このピースの出来がまばらというのは、考えようによっては最高です。シルバー製品を使い込み、凹んでまちまちになっていく過程をすっ飛ばせる可能性を孕みます。ということで、チェーンに施す加工の方向性は定まりまして、使い込んだような当たり+燻しをしていきます。
まずはチェーンに当たりをつけます。
こんな感じで当たりをつけました。2枚中の下の画像は、傷のバリを取るためと機械の切削痕を薄めるために、ペーパーヤスリを程よくかけた後に、ムラが出るように適当にバフを当てた状態です。自然な傷加工を目指す為にはある程度の適当さが大事です。無為自然を目指します。
ちなみに、ランダムに程よい傷や凹みをつける為に、今回はこうしました。
道路に打ち付けています。ちょっと古い凹凸感が強めのアスファルトがオススメです。店の裏の駐車場前で、20回ほどチェーンを握りしめて思いっきり地面に叩きつけておりました。側から見ると、ちょっとヤバい奴だったと思います。程よく尖り、尖り方もまばらで大小さまざまな道路がベストです。打ち付ける行為は繰り返し同じですが、当たりにランダムさが生じます。それが傷のまばらさに繋がります。真のストリートとは、こういうことです。
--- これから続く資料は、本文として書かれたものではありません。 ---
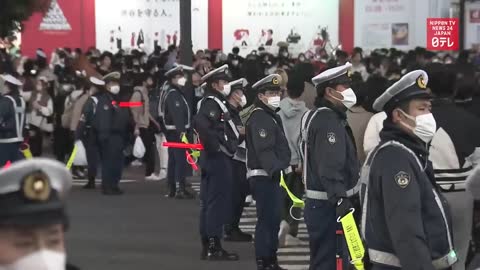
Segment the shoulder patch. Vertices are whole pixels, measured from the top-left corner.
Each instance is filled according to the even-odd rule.
[[[258,131],[258,135],[260,135],[261,138],[265,139],[267,137],[267,131],[262,128]]]
[[[215,117],[215,111],[213,111],[213,110],[210,111],[210,112],[208,113],[208,115],[209,115],[210,117],[214,118],[214,117]]]
[[[401,188],[406,188],[410,184],[410,175],[404,171],[399,171],[395,175],[395,182]]]
[[[329,144],[335,144],[337,142],[337,137],[335,136],[335,133],[327,133],[327,140]]]
[[[180,101],[175,101],[175,107],[180,107]]]

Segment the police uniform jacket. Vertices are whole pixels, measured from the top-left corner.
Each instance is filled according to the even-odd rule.
[[[8,94],[7,96],[0,96],[0,143],[2,143],[2,140],[22,142],[26,120],[25,108],[23,113],[19,113],[19,110],[22,103],[25,106],[25,102],[19,94]],[[15,104],[10,98],[13,98]],[[21,123],[18,123],[17,120]],[[18,133],[17,127],[20,127],[20,133]]]
[[[237,150],[238,139],[227,123],[230,115],[224,113],[215,100],[208,98],[209,96],[217,98],[228,108],[228,102],[222,94],[213,89],[207,89],[194,118],[194,128],[207,155],[222,151],[228,156],[233,156]]]
[[[258,99],[254,106],[245,128],[247,168],[265,170],[268,176],[276,178],[281,170],[290,166],[291,153],[282,119]]]
[[[369,172],[368,166],[362,169],[368,191],[362,188],[361,227],[370,261],[409,270],[444,269],[438,265],[452,248],[450,214],[426,145],[388,120],[380,136],[373,162],[373,154],[367,157]],[[396,144],[379,148],[391,141]]]
[[[190,108],[185,95],[178,87],[170,84],[170,89],[167,91],[171,92],[165,99],[165,126],[167,132],[180,135],[190,129]]]
[[[108,139],[114,134],[126,137],[131,123],[129,110],[118,107],[117,101],[105,90],[93,97],[97,103],[93,98],[85,103],[76,138],[83,136],[86,127],[93,129],[98,140]]]
[[[242,118],[240,117],[240,110],[239,108],[235,108],[229,104],[229,111],[230,111],[230,116],[232,118],[233,123],[237,127],[243,127],[242,123]],[[237,151],[235,152],[235,155],[233,159],[245,162],[245,159],[247,157],[247,150],[246,150],[246,144],[245,144],[245,135],[239,134],[238,137],[238,147]]]
[[[326,198],[315,199],[336,202],[356,193],[359,164],[346,113],[327,100],[321,101],[320,108],[326,109],[312,116],[307,134],[307,197],[310,191],[326,192]]]

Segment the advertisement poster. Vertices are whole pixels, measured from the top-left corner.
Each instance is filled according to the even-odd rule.
[[[356,0],[355,46],[407,50],[426,45],[426,21],[435,0]]]
[[[246,55],[258,47],[293,55],[338,45],[339,0],[223,0],[223,50]]]
[[[101,50],[179,45],[179,0],[96,0],[95,13]],[[194,49],[208,47],[208,0],[192,0],[192,42]]]
[[[465,3],[465,48],[480,44],[480,3]]]

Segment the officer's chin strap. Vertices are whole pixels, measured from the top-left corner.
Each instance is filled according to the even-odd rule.
[[[353,264],[356,270],[364,270],[363,257],[365,256],[365,247],[363,246],[357,224],[353,218],[355,209],[351,208],[350,210],[351,211],[342,218],[337,218],[337,222],[342,223],[343,234],[345,235],[348,252],[352,259],[350,263]]]
[[[297,218],[293,215],[292,211],[293,208],[304,208],[305,207],[305,202],[301,199],[299,199],[295,194],[293,194],[290,189],[287,186],[287,183],[285,183],[285,178],[283,177],[283,171],[280,172],[280,186],[285,189],[285,191],[288,194],[288,197],[290,197],[290,200],[292,200],[292,206],[290,207],[290,216],[297,221],[302,221],[303,218]]]
[[[30,151],[30,145],[26,142],[20,145],[20,152],[25,156],[25,159],[31,159],[33,157]]]
[[[75,160],[75,156],[77,155],[77,150],[78,150],[78,147],[76,144],[74,144],[72,154],[70,155],[70,158],[68,159],[68,162],[67,162],[67,166],[66,166],[67,170],[70,170],[70,168],[72,168],[73,161]]]
[[[189,143],[186,134],[182,135],[182,143],[186,143],[186,144]],[[200,151],[190,149],[190,151],[186,150],[185,154],[187,157],[187,163],[190,164],[195,171],[197,171],[198,170],[197,162],[198,162],[198,158],[200,157]]]

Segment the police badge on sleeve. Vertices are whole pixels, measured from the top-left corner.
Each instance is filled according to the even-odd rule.
[[[404,171],[400,171],[395,175],[395,182],[401,188],[406,188],[410,184],[410,175]]]
[[[327,140],[329,144],[335,144],[337,142],[337,138],[335,136],[335,133],[329,132],[327,133]]]

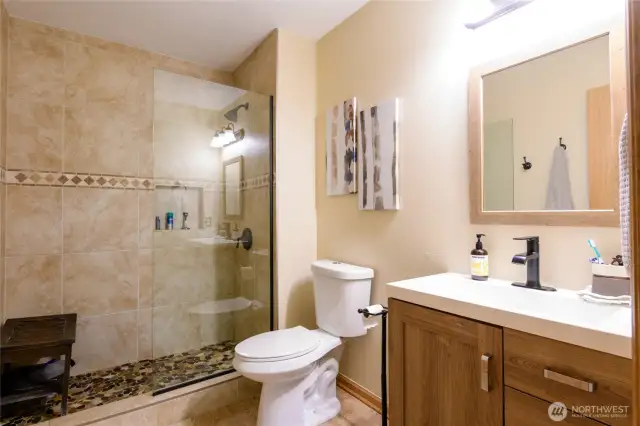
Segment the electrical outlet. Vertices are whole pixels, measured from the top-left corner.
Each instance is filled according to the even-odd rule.
[[[204,227],[211,228],[211,216],[207,216],[204,218]]]

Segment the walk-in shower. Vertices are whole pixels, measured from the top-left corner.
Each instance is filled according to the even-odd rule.
[[[236,343],[273,327],[272,98],[157,69],[153,80],[153,135],[144,133],[152,155],[127,140],[140,176],[105,177],[98,169],[79,183],[72,177],[73,187],[60,185],[65,203],[79,200],[66,221],[93,224],[113,213],[109,229],[74,222],[80,241],[99,231],[102,239],[90,243],[136,248],[65,254],[63,287],[73,291],[57,301],[78,316],[68,414],[232,372]],[[219,144],[221,129],[231,134]],[[61,191],[35,190],[42,202]],[[31,199],[34,187],[11,191]],[[12,317],[37,313],[27,308]],[[61,405],[60,396],[46,396],[28,414],[3,413],[0,424],[46,421],[61,415]]]

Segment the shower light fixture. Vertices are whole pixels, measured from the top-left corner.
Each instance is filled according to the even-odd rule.
[[[211,139],[211,147],[222,148],[232,143],[239,142],[244,139],[244,129],[240,129],[237,132],[233,127],[233,123],[229,123],[222,129],[216,130],[216,133]]]

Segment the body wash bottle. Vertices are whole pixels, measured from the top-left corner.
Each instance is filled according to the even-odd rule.
[[[478,242],[471,250],[471,278],[477,281],[489,279],[489,252],[482,247],[482,237],[484,234],[476,234]]]

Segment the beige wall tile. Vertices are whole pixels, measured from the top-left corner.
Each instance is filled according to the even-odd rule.
[[[213,181],[220,171],[218,149],[210,146],[215,128],[155,121],[154,177]]]
[[[64,188],[64,250],[133,250],[138,242],[138,191]]]
[[[137,113],[141,106],[146,106],[147,87],[144,80],[150,78],[142,71],[138,55],[117,49],[67,43],[67,106],[82,108],[89,103],[115,103],[126,111]]]
[[[138,308],[153,306],[153,250],[138,251]]]
[[[62,312],[62,256],[6,259],[7,318]]]
[[[6,254],[62,251],[62,189],[7,186]]]
[[[62,170],[62,106],[8,100],[7,168]]]
[[[138,311],[138,359],[153,358],[153,309]]]
[[[170,305],[153,308],[153,357],[161,357],[201,347],[193,305]]]
[[[65,313],[104,315],[138,307],[137,251],[66,254]]]
[[[154,306],[206,300],[214,288],[213,247],[156,249],[153,255]]]
[[[45,34],[22,31],[11,19],[8,95],[62,105],[64,42]],[[19,24],[19,22],[18,22]]]
[[[118,104],[91,103],[65,113],[67,171],[136,176],[138,145],[148,137],[143,123]]]
[[[230,299],[240,295],[237,283],[239,264],[236,257],[240,254],[235,245],[218,246],[214,252],[214,286],[212,288],[215,300]]]
[[[137,358],[137,313],[100,315],[78,320],[72,373],[82,374],[135,361]]]
[[[273,30],[233,72],[235,85],[245,90],[275,95],[277,61],[278,31]]]
[[[138,247],[139,248],[151,248],[153,247],[153,231],[156,227],[156,218],[154,215],[154,199],[156,191],[137,191],[138,192],[138,208],[139,208],[139,220],[138,227]],[[160,218],[163,215],[160,214]]]
[[[208,346],[215,343],[233,340],[233,314],[194,314],[193,321],[200,330],[200,345]]]
[[[231,73],[227,71],[212,70],[199,64],[181,61],[170,56],[152,52],[144,52],[144,57],[147,66],[150,68],[158,68],[222,84],[233,84],[233,77]]]

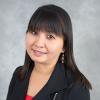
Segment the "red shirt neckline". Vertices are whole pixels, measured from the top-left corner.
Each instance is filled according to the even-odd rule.
[[[25,98],[25,100],[32,100],[32,96],[30,96],[30,95],[26,95],[26,98]]]

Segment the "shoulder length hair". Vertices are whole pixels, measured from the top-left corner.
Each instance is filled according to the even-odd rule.
[[[76,77],[76,82],[82,82],[87,88],[92,89],[90,82],[79,71],[73,54],[73,30],[70,16],[61,7],[56,5],[44,5],[39,7],[32,15],[27,32],[46,31],[64,37],[64,67],[70,70]],[[27,34],[26,32],[26,34]],[[59,56],[59,60],[61,55]],[[22,80],[29,67],[33,67],[34,62],[29,57],[27,51],[25,62],[22,70],[19,73],[19,78]]]

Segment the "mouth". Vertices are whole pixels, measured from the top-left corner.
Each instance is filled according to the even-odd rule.
[[[44,54],[47,54],[46,52],[39,51],[39,50],[33,50],[33,53],[35,56],[42,56]]]

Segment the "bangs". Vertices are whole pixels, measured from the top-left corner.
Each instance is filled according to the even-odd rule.
[[[31,17],[27,31],[45,31],[57,36],[63,36],[62,29],[61,20],[56,13],[40,11]]]

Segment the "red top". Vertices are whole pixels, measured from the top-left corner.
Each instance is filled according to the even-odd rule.
[[[25,98],[25,100],[32,100],[32,96],[29,96],[29,95],[26,95],[26,98]]]

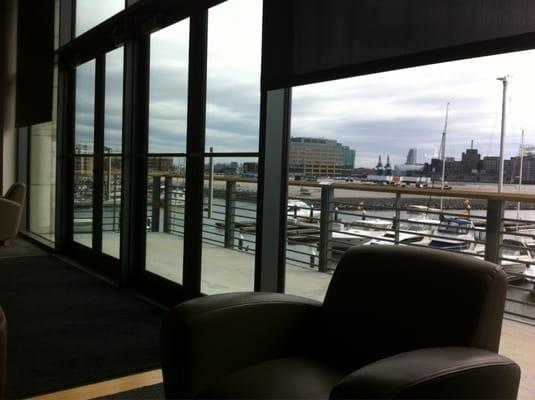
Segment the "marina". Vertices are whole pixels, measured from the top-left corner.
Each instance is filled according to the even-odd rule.
[[[176,179],[176,178],[175,178]],[[162,182],[164,180],[162,179]],[[147,196],[147,270],[175,282],[181,281],[182,237],[185,193],[173,195],[179,185],[159,187]],[[229,182],[231,184],[229,184]],[[203,222],[203,288],[205,293],[251,290],[256,246],[256,203],[251,180],[215,180],[209,202],[205,191]],[[440,211],[437,189],[359,185],[358,183],[307,184],[309,194],[300,196],[302,183],[290,182],[287,207],[286,273],[287,291],[321,300],[340,255],[353,245],[432,246],[444,251],[461,251],[467,256],[489,259],[489,243],[499,243],[494,256],[510,280],[508,311],[519,318],[535,320],[535,211],[518,211],[516,202],[535,203],[527,193],[494,193],[455,188],[447,192],[444,204],[481,201],[489,209],[444,208]],[[228,196],[226,190],[233,190]],[[325,204],[325,191],[333,192]],[[526,190],[527,191],[527,190]],[[162,197],[162,193],[164,193]],[[294,194],[295,193],[295,194]],[[323,193],[323,194],[322,194]],[[351,195],[348,196],[348,193]],[[166,197],[167,195],[167,197]],[[468,195],[470,197],[468,197]],[[227,199],[231,199],[227,203]],[[347,199],[351,201],[348,202]],[[382,202],[373,209],[366,204]],[[426,205],[422,205],[425,203]],[[428,204],[428,205],[427,205]],[[488,226],[493,205],[501,204],[501,241],[490,237]],[[118,257],[120,201],[104,204],[103,251]],[[327,224],[322,213],[329,215]],[[490,218],[490,219],[489,219]],[[91,208],[79,203],[75,209],[75,240],[90,243]],[[492,236],[492,235],[491,235]],[[494,246],[494,245],[492,245]],[[228,286],[224,283],[227,282]]]

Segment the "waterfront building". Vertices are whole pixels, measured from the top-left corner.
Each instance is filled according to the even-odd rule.
[[[332,139],[290,139],[289,170],[297,176],[348,176],[355,165],[355,150]]]
[[[481,155],[477,149],[466,149],[461,156],[461,172],[463,175],[477,174],[480,170]]]
[[[416,165],[417,158],[418,158],[417,150],[409,149],[409,153],[407,154],[407,161],[405,162],[405,165]]]

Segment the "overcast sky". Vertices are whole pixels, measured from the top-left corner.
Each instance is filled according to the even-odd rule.
[[[113,9],[121,2],[106,3]],[[81,15],[84,26],[94,24],[89,17],[103,19]],[[207,149],[257,151],[261,1],[228,1],[210,10],[209,21]],[[151,37],[151,152],[185,151],[188,27],[182,21]],[[118,53],[108,57],[107,66],[106,127],[114,147],[121,131]],[[77,138],[92,132],[91,71],[79,67]],[[438,152],[450,102],[446,155],[459,159],[472,139],[483,155],[498,155],[502,84],[496,78],[510,75],[505,141],[510,157],[518,152],[522,128],[526,143],[535,144],[533,71],[535,51],[526,51],[296,87],[292,136],[336,139],[356,150],[356,166],[375,166],[379,154],[403,163],[409,148],[417,148],[423,163]]]

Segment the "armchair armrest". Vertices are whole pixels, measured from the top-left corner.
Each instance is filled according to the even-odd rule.
[[[518,365],[487,350],[437,347],[401,353],[362,367],[340,381],[331,399],[514,399]]]
[[[19,230],[22,206],[12,200],[0,198],[0,240],[10,239]]]
[[[279,293],[213,295],[178,305],[161,329],[166,397],[192,398],[235,370],[298,354],[320,310],[318,302]]]

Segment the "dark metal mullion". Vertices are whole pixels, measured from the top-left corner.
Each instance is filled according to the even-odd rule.
[[[290,107],[290,88],[262,92],[256,291],[284,292]]]
[[[58,71],[58,128],[56,150],[55,247],[65,252],[72,242],[74,218],[74,104],[76,73],[74,68]]]
[[[146,187],[149,116],[149,36],[124,49],[123,160],[121,189],[121,276],[123,285],[141,284],[146,256]]]
[[[190,18],[186,204],[184,209],[184,290],[187,297],[201,291],[204,157],[206,128],[206,70],[208,10],[202,5]]]
[[[102,200],[104,186],[104,102],[106,56],[95,60],[95,120],[93,153],[93,249],[102,251]]]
燻してすぐ。銀らしさが欲しいので、ちょっと磨きます。
いかがでしょうか?結構良い感じにめっちゃ使い込んだような雰囲気が出て、カッコよくなったと思います。めっちゃ使い込んだメガネチェーンって何だ?メガネチェーンを使い込んでもこの量の傷はつかんだろと、冷静になってはいけません。ウォレットチェーンやキーホルダーを使い込んだときの雰囲気が、メガネチェーンに足せたということで捉えていただけると嬉しいです。
金具は歪むと後々面倒なので燻しだけにして取り付けました。
今回も燻し液は温泉の素です。燻す前にペーパーをかけて、燻した後はクロスタイプのシルバー磨きで拭きました。例えば、アスファルトでデストロイ加工をしたのち、燻し専用液でしっかりと黒くして、そのあとにペーパーをかけると、またそれはそれで結果は変わると思います。